Abolition of MPF Offsetting Takes Effect on 1 May 2025
Starting from, May 1, 2025, employers can no longer use the money they contribute to the Mandatory Provident Fund (MPF) to reduce severance payments (SP) or long service payments (LSP). This change is called the abolition of the offsetting arrangement.
From May 1, 2025, employers cannot use their mandatory MPF contributions to reduce severance payments (SP) or long service payments (LSP) for work done after this date. However, they can still use voluntary contributions or contractual gratuities based on years of service to offset SP/LSP. This change does not apply to work done before May 1, 2025, so employers can still offset SP/LSP for those earlier periods.

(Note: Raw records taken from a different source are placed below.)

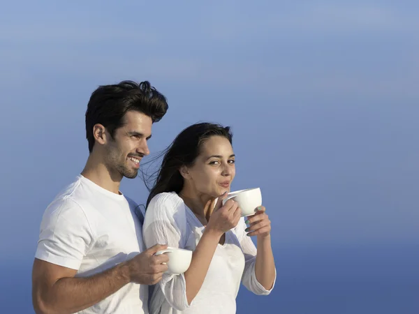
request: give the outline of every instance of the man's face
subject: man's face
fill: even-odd
[[[140,160],[149,154],[147,140],[152,136],[152,118],[137,111],[128,111],[124,125],[115,130],[114,140],[105,147],[105,163],[110,173],[137,177]]]

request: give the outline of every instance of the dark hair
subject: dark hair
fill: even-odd
[[[179,193],[184,185],[184,179],[180,174],[182,166],[191,166],[196,157],[200,153],[202,145],[210,137],[218,135],[228,140],[233,143],[233,134],[229,126],[211,123],[193,124],[182,130],[165,150],[159,158],[163,156],[163,161],[159,169],[150,177],[146,179],[143,174],[145,186],[150,192],[147,200],[146,207],[157,194],[163,192],[176,192]],[[154,179],[154,178],[156,178]],[[149,181],[154,181],[152,188],[149,188]]]
[[[147,81],[140,84],[122,81],[117,84],[100,86],[94,91],[86,110],[86,138],[89,152],[94,145],[93,127],[102,124],[114,137],[115,130],[122,126],[124,116],[131,110],[143,113],[153,123],[160,121],[168,110],[166,97]]]

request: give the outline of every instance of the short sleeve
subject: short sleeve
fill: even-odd
[[[58,200],[43,217],[35,257],[78,270],[93,239],[82,209],[68,198]]]
[[[258,281],[256,274],[255,272],[256,255],[258,251],[256,247],[251,241],[251,239],[247,236],[246,232],[244,231],[245,229],[246,223],[244,223],[244,218],[242,218],[240,219],[240,222],[237,227],[235,228],[235,232],[240,241],[240,246],[242,246],[245,260],[244,271],[243,272],[243,276],[242,276],[242,282],[247,290],[251,291],[254,294],[258,295],[267,295],[270,294],[275,285],[277,270],[275,269],[275,278],[274,279],[272,287],[269,290],[265,289],[265,287]]]
[[[184,204],[175,193],[156,195],[145,212],[142,237],[147,248],[156,244],[167,244],[184,248],[187,223]],[[190,306],[186,299],[186,281],[183,274],[164,274],[158,283],[161,293],[154,293],[150,304],[151,313],[159,313],[164,299],[177,311]]]

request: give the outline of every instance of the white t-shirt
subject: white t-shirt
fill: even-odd
[[[76,269],[76,277],[103,272],[144,251],[136,204],[82,175],[45,210],[35,257]],[[148,286],[128,283],[78,312],[148,313]]]
[[[163,193],[150,202],[142,234],[147,248],[167,244],[194,251],[204,228],[177,194]],[[191,304],[186,299],[184,276],[165,274],[154,290],[150,313],[235,313],[240,282],[256,294],[269,294],[272,289],[267,290],[256,279],[256,248],[244,229],[242,218],[235,229],[226,233],[225,243],[218,245],[203,284]]]

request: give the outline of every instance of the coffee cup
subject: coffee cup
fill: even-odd
[[[166,250],[159,251],[156,253],[156,255],[161,254],[168,255],[169,261],[166,263],[168,265],[168,270],[166,272],[174,275],[179,275],[188,270],[192,260],[192,251],[190,250],[169,246]]]
[[[227,197],[223,200],[223,205],[228,200],[233,200],[239,204],[242,209],[242,217],[254,214],[257,208],[262,205],[262,193],[260,188],[247,188],[230,192]]]

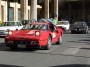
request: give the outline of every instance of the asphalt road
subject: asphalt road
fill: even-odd
[[[90,33],[64,34],[61,45],[50,50],[11,51],[0,38],[0,67],[90,67]]]

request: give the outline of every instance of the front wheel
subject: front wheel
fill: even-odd
[[[60,37],[59,37],[59,39],[58,39],[58,41],[56,42],[56,44],[61,44],[62,43],[62,36],[60,35]]]

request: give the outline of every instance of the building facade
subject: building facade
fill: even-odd
[[[0,20],[54,18],[90,22],[90,0],[0,0]]]
[[[49,18],[52,0],[0,0],[0,20],[18,21],[23,19]],[[58,15],[58,0],[54,2],[54,13]]]

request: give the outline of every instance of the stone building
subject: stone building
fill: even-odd
[[[90,21],[90,0],[0,0],[0,20],[40,19]]]

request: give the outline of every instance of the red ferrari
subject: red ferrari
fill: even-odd
[[[21,30],[9,31],[5,44],[11,49],[33,46],[48,50],[52,43],[62,43],[62,34],[62,29],[50,22],[33,22]]]

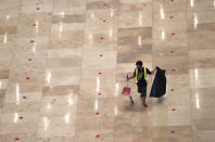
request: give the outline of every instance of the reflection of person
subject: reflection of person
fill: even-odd
[[[141,61],[136,62],[136,66],[137,66],[137,68],[135,69],[134,75],[131,77],[128,77],[128,80],[135,78],[135,81],[137,82],[137,87],[138,87],[138,92],[140,93],[142,104],[143,104],[144,107],[148,107],[148,105],[146,103],[147,85],[148,85],[147,74],[153,75],[154,72],[156,70],[156,68],[154,68],[152,72],[150,72],[147,67],[142,66]],[[132,101],[131,96],[130,96],[130,101],[134,104],[134,101]]]

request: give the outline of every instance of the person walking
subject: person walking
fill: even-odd
[[[138,92],[140,93],[140,99],[142,101],[142,105],[144,107],[148,107],[146,100],[147,100],[147,74],[148,75],[153,75],[156,70],[156,68],[154,68],[152,72],[150,72],[147,67],[142,66],[142,62],[141,61],[137,61],[136,62],[136,66],[137,68],[135,69],[135,73],[131,77],[128,77],[127,79],[130,80],[132,78],[135,78],[135,82],[137,83],[138,87]],[[132,98],[130,95],[130,101],[134,104]]]

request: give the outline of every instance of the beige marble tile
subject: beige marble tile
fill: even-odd
[[[86,3],[87,10],[97,10],[97,9],[117,9],[118,0],[87,0]]]
[[[0,140],[3,142],[14,142],[14,141],[22,141],[22,142],[35,142],[37,140],[36,133],[10,133],[10,134],[3,134],[0,137]]]
[[[16,53],[37,54],[46,51],[49,46],[48,37],[16,38],[14,51]]]
[[[21,0],[12,0],[12,1],[7,1],[3,0],[1,1],[1,7],[0,7],[0,16],[18,16],[18,5],[21,3]]]
[[[168,1],[168,0],[154,0],[154,11],[160,12],[160,10],[163,10],[165,12],[181,12],[186,11],[186,4],[189,3],[186,0],[179,0],[179,1]]]
[[[78,67],[81,65],[81,50],[49,50],[47,67]]]
[[[1,113],[39,113],[40,102],[4,103]]]
[[[23,124],[0,124],[0,134],[9,133],[31,133],[37,131],[37,122],[23,122]]]
[[[213,142],[214,141],[214,130],[194,130],[193,141],[194,142]]]
[[[4,103],[25,103],[25,102],[39,102],[41,92],[25,92],[25,93],[7,93]],[[26,98],[26,99],[23,99]]]
[[[79,86],[43,87],[43,95],[78,95]]]
[[[113,142],[113,129],[76,131],[76,142]],[[99,134],[99,138],[97,135]],[[85,135],[85,137],[83,137]]]
[[[174,131],[174,133],[173,133]],[[153,138],[165,139],[167,142],[170,141],[186,141],[191,142],[192,138],[192,128],[190,126],[178,126],[178,127],[154,127],[153,128]],[[156,142],[156,141],[155,141]]]
[[[86,113],[94,114],[98,112],[113,115],[114,112],[113,99],[78,100],[78,114],[86,114]]]
[[[152,2],[121,4],[118,27],[151,27],[152,26]]]
[[[24,0],[21,4],[21,13],[35,14],[35,13],[52,13],[53,0],[49,1],[28,1]]]
[[[115,66],[116,51],[83,52],[83,69],[113,69]]]
[[[18,18],[17,37],[50,36],[51,15],[22,14]]]
[[[42,96],[40,115],[42,116],[71,116],[76,119],[77,95],[52,95]]]
[[[65,116],[41,117],[38,124],[38,138],[74,137],[75,127],[71,114]]]
[[[78,15],[53,15],[52,16],[52,24],[59,24],[59,23],[84,23],[85,16],[84,14]]]
[[[206,60],[206,59],[214,59],[215,53],[214,50],[192,50],[189,51],[189,60]]]
[[[45,87],[79,83],[79,67],[47,68]]]
[[[101,115],[102,115],[102,112],[101,112]],[[105,129],[113,129],[113,127],[114,127],[114,117],[86,118],[86,117],[77,116],[77,120],[76,120],[76,131],[105,130]]]
[[[84,43],[84,24],[83,23],[63,23],[52,24],[51,27],[51,46],[79,46]],[[66,47],[68,47],[66,46]],[[59,48],[59,47],[58,47]]]
[[[37,139],[37,142],[74,142],[74,138],[47,138],[47,139]]]
[[[118,11],[116,9],[89,10],[86,13],[87,30],[93,30],[97,28],[102,30],[113,28],[114,30],[117,30],[117,16]]]
[[[5,98],[5,92],[7,90],[0,90],[0,108],[3,107],[3,101],[4,101],[4,98]]]

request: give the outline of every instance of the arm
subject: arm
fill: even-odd
[[[155,70],[156,70],[156,67],[151,72],[150,75],[151,75],[151,76],[154,75]]]
[[[135,78],[135,76],[132,75],[132,76],[130,76],[130,77],[128,77],[128,80],[130,80],[130,79],[132,79],[132,78]]]

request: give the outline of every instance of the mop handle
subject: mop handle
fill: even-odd
[[[127,80],[127,87],[128,87],[128,75],[126,76],[126,80]]]

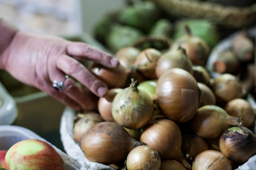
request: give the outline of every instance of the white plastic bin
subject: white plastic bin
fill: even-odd
[[[17,115],[16,103],[0,82],[0,125],[11,125]]]
[[[26,128],[14,125],[0,125],[0,150],[8,150],[16,143],[29,139],[47,142],[44,138]],[[52,145],[62,157],[65,162],[65,170],[81,169],[81,165],[80,164],[55,146]]]

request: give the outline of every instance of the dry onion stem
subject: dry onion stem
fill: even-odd
[[[231,125],[242,125],[240,119],[229,115],[222,108],[214,105],[199,108],[190,121],[192,130],[206,139],[217,138]]]
[[[109,164],[124,159],[133,148],[145,145],[132,138],[121,125],[112,122],[99,123],[82,137],[80,146],[91,162]]]
[[[190,169],[191,166],[181,151],[182,138],[177,124],[163,119],[147,125],[142,131],[140,140],[157,151],[162,159],[175,160]]]
[[[207,150],[199,153],[192,164],[192,170],[231,170],[228,158],[222,153]]]

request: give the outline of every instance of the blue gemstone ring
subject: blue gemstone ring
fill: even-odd
[[[57,80],[54,80],[52,83],[52,86],[55,90],[59,92],[61,92],[65,90],[65,86],[64,86],[64,82],[67,79],[68,79],[69,77],[67,75],[65,76],[65,79],[62,82],[58,82]]]

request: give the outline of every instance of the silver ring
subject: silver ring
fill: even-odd
[[[65,90],[65,86],[64,86],[64,82],[67,79],[68,79],[69,76],[67,75],[65,76],[65,79],[62,82],[58,82],[57,80],[54,80],[52,83],[52,86],[54,89],[59,92],[61,92]]]

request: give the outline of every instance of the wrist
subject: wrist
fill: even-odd
[[[0,19],[0,69],[5,69],[8,60],[8,53],[6,53],[14,37],[19,29],[3,19]]]

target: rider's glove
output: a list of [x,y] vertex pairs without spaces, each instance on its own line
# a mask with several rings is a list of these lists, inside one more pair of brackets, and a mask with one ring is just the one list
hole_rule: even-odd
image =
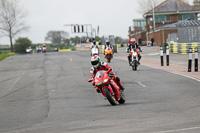
[[92,85],[95,86],[95,82],[92,82]]

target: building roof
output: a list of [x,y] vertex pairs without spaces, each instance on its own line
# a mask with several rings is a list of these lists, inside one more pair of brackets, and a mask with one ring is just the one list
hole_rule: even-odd
[[192,26],[200,26],[200,21],[195,20],[183,20],[179,23],[175,24],[176,27],[192,27]]
[[[154,8],[155,13],[167,12],[199,12],[195,7],[183,2],[182,0],[166,0]],[[153,14],[153,9],[145,13],[145,15]]]
[[144,18],[140,18],[140,19],[133,19],[133,21],[145,21]]
[[167,25],[158,27],[155,30],[171,29],[171,28],[177,28],[177,27],[191,27],[191,26],[200,26],[200,21],[182,20],[173,24],[167,24]]

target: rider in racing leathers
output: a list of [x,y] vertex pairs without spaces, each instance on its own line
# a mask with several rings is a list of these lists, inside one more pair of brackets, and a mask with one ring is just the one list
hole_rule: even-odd
[[96,47],[97,49],[99,49],[99,46],[98,44],[96,44],[96,40],[93,40],[91,46],[90,46],[90,49],[92,50],[92,48]]
[[[92,67],[90,70],[91,79],[94,79],[94,77],[98,71],[100,71],[100,70],[107,71],[112,68],[107,63],[101,62],[100,57],[97,55],[91,57],[91,64],[92,64]],[[112,72],[112,74],[114,74],[114,72]],[[116,74],[114,74],[113,80],[115,81],[115,83],[117,83],[117,85],[120,87],[120,89],[122,90],[122,93],[123,93],[125,88],[122,86],[120,79],[119,79],[119,77],[116,76]],[[92,84],[94,85],[94,82]]]
[[[130,43],[128,44],[128,48],[127,51],[131,51],[131,49],[139,49],[140,52],[142,52],[140,46],[138,45],[138,43],[135,42],[135,38],[131,38]],[[138,64],[140,64],[140,59],[142,58],[142,56],[140,55],[140,53],[138,52]],[[128,61],[130,64],[131,61],[131,56],[130,54],[128,55]]]

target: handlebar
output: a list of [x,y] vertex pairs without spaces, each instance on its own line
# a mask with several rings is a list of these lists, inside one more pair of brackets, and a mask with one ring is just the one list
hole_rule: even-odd
[[89,79],[89,80],[88,80],[88,82],[92,82],[92,81],[93,81],[93,79]]
[[109,72],[111,72],[113,69],[112,68],[110,68],[110,69],[108,69],[108,71],[106,72],[107,74],[109,73]]

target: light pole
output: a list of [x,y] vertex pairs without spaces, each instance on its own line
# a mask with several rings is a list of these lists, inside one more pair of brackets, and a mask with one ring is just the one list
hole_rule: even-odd
[[[88,38],[88,33],[91,33],[91,37],[93,37],[92,24],[65,24],[64,26],[71,26],[71,32],[73,31],[72,29],[74,28],[74,33],[86,33],[87,34],[87,38]],[[80,31],[76,32],[75,31],[76,27],[78,27],[78,30],[80,30],[79,28],[81,26],[83,26],[82,28],[84,28],[84,27],[86,28],[86,32],[84,32],[84,31],[82,31],[82,32],[80,32]],[[89,30],[88,30],[88,28],[89,28]]]

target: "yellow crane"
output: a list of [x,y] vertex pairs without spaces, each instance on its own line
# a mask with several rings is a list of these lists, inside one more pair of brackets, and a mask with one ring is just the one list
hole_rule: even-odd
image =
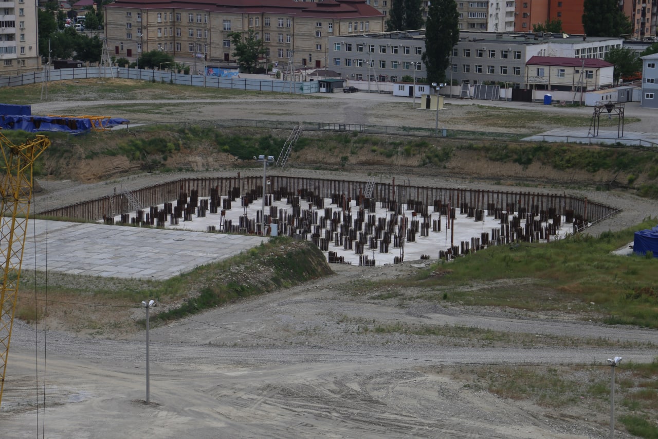
[[2,263],[2,285],[0,285],[0,403],[5,388],[7,359],[14,322],[14,312],[23,262],[23,247],[27,232],[28,218],[32,197],[32,170],[34,161],[48,146],[50,140],[38,135],[22,145],[14,145],[0,132],[0,262]]

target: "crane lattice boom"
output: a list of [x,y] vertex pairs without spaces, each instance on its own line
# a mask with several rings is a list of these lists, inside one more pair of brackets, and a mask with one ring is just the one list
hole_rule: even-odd
[[49,146],[50,140],[45,136],[38,135],[36,138],[16,146],[0,132],[0,154],[4,160],[4,162],[0,161],[0,262],[3,264],[0,285],[0,403],[32,197],[32,168],[34,161]]

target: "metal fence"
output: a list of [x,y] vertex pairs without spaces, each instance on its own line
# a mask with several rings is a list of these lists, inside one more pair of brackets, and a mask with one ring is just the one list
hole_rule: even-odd
[[189,85],[195,87],[248,90],[276,93],[308,94],[320,91],[317,81],[292,82],[272,79],[220,78],[203,74],[184,74],[172,71],[128,69],[126,67],[80,67],[59,69],[0,77],[0,87],[17,87],[46,81],[92,78],[122,78],[154,82]]
[[[269,178],[272,190],[290,194],[313,193],[324,198],[330,198],[334,194],[342,194],[357,199],[365,192],[368,185],[368,182],[358,179],[329,180],[276,175],[270,175]],[[216,189],[220,194],[226,196],[235,188],[243,195],[251,190],[262,193],[262,175],[188,178],[133,190],[132,193],[143,206],[147,208],[177,200],[182,193],[189,196],[193,189],[198,191],[199,196],[209,196],[211,189]],[[560,215],[565,215],[567,210],[570,210],[574,217],[581,218],[590,223],[601,221],[618,211],[605,204],[566,194],[396,185],[395,179],[392,183],[376,183],[372,198],[380,202],[394,200],[405,204],[408,208],[413,208],[409,207],[414,205],[412,200],[426,206],[432,206],[436,200],[443,204],[449,202],[455,207],[466,203],[470,207],[482,210],[487,210],[490,205],[495,204],[498,207],[511,206],[517,210],[525,208],[530,212],[533,206],[536,206],[540,211],[555,209]],[[118,193],[36,213],[56,218],[97,221],[103,216],[132,210],[128,199]]]

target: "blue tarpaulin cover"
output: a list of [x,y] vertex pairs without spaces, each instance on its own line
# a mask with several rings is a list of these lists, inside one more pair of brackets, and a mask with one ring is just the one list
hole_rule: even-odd
[[[128,122],[128,119],[105,119],[103,127],[111,128]],[[83,132],[91,129],[91,121],[88,119],[70,117],[0,115],[0,128],[4,130],[23,130],[29,132],[39,131]]]
[[0,114],[16,114],[29,116],[32,113],[30,105],[15,105],[11,103],[0,103]]
[[633,251],[638,254],[653,252],[653,257],[658,258],[658,225],[653,229],[635,232]]

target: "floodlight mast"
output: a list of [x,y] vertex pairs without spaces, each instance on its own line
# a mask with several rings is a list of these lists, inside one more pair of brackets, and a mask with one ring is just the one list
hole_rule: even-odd
[[610,380],[610,439],[615,438],[615,368],[621,363],[622,359],[621,357],[608,359],[608,365],[610,366],[611,372]]
[[148,303],[142,301],[141,305],[146,308],[146,403],[151,403],[149,376],[149,310],[155,305],[155,301],[150,300]]

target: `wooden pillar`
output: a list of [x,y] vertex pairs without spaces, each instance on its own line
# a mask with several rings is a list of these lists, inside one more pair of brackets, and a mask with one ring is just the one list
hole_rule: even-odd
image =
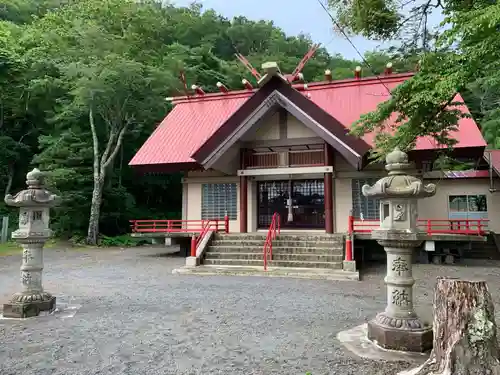
[[248,230],[248,177],[240,176],[240,232]]
[[[325,142],[325,166],[333,166],[333,152]],[[333,173],[325,173],[325,231],[333,233]]]
[[[245,169],[245,150],[240,152],[241,169]],[[240,176],[240,232],[248,231],[248,177]]]

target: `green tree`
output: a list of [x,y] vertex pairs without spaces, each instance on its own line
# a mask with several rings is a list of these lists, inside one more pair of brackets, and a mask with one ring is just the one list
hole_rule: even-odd
[[[500,4],[496,1],[439,1],[413,2],[405,14],[392,0],[367,2],[333,0],[336,22],[352,33],[373,39],[388,39],[399,35],[402,25],[420,19],[423,26],[413,33],[420,40],[422,53],[420,70],[412,79],[393,90],[391,98],[376,111],[362,116],[353,129],[356,135],[377,133],[376,157],[398,145],[413,147],[419,136],[433,136],[439,143],[453,146],[450,132],[464,116],[453,108],[457,92],[473,85],[492,86],[499,81]],[[439,9],[445,19],[435,43],[428,44],[427,16]],[[377,18],[380,14],[383,17]],[[376,19],[391,20],[377,22]],[[420,24],[420,22],[417,22]],[[399,116],[395,129],[387,129],[392,113]],[[493,115],[493,113],[490,113]],[[491,127],[490,127],[491,129]]]

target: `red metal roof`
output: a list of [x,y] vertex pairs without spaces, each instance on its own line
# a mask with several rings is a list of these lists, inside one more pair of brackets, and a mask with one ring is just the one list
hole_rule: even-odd
[[[392,74],[382,77],[348,79],[332,82],[294,85],[316,105],[341,122],[346,129],[359,119],[361,114],[371,112],[389,98],[392,90],[412,74]],[[193,163],[191,155],[253,94],[243,90],[229,93],[206,94],[202,97],[182,97],[174,100],[174,109],[151,134],[129,165],[158,165]],[[457,101],[462,101],[460,95]],[[469,112],[464,106],[464,112]],[[472,118],[459,122],[459,131],[454,134],[458,143],[455,148],[485,147],[486,143]],[[373,134],[363,139],[373,146]],[[436,148],[431,138],[417,140],[417,150]]]
[[500,150],[486,150],[484,159],[500,175]]

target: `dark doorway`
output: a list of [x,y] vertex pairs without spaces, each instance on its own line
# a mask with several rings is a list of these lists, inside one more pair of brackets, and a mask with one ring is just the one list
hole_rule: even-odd
[[[289,202],[289,195],[292,202]],[[282,228],[325,228],[324,180],[292,180],[258,182],[258,227],[269,228],[272,216],[278,212]],[[291,203],[289,216],[288,203]],[[291,219],[291,220],[289,220]]]

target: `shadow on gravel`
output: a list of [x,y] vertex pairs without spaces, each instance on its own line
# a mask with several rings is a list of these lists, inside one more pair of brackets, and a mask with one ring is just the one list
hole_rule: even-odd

The rule stopping employers from using mandatory contributions to offset severance or long service payments also applies to occupational retirement schemes under the Occupational Retirement Schemes Ordinance (Cap. 426), the two school provident funds under the Grant Schools Provident Fund Rules (Cap. 279C) and Subsidized Schools Provident Fund Rules (Cap. 279D), and overseas retirement schemes for employees from outside Hong Kong that are exempt from the MPF System.
Starting May 1, 2025, the Labour Department launches a 25-year Subsidy Scheme (SSA) to help employers cover severance (SP) and long service payment (LSP) costs after the MPF offsetting rule ends. Employers can apply for the subsidy from today but must first pay SP/LSP to employees as required by the Employment Ordinance.